Mais dans cette adaptation théâtrale, le trio ne fonctionne que très peu : le perte de valeur de Tracy, ainsi que son tempérament de jeune loup (à grand renfort de séquences de pilotage acrobatique pour bien montrer qu'il est resté chien fou), suit une logique très programmatique, et bien au-delà des automatismes de l'écriture de Capra ; sa femme, dont il est séparé, accepte de revenir vers lui pour jouer le rôle classique de l'épouse aimante et dévouée, mais à aucun moment ce sacrifice ne paraît justifié ; et enfin l'ambitieuse directrice d'un grand groupe de presse, sans doute le personnage le plus crédible dans la perfidie qui l'anime et la froideur de son visage.
Le riche industriel poussé vers la candidature par une personne sans scrupule, qui découvrira sur le tard toute l'hypocrisie des rouages d'un tel milieu : on reconnaît Capra de très loin, dans la description de la machine politique et dans le douloureux renoncement aux idéaux du protagoniste.

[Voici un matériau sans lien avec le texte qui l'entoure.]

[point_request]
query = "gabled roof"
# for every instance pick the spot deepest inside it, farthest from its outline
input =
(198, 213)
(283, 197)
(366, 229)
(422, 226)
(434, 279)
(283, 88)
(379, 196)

Le discours final, 100% revirement de bord, en deviendrait presque une caricature. En marge de ce désagrément, on peut regretter l'absence de tact pour relier les problèmes privés et publics, le couple et le candidat. Thématique à la Capra par excellence, l'homme censé être pur qui perd ses idéaux et finit in extremis par les retrouver grâce à l'amour... Ici sur un substrat de satire, toutefois. Une Amérique où pullulent les cyniques, les mesquins, et l'absence de scrupules. Un peu trop de facilités d'écriture et de raccourcis psychologiques, ceci dit.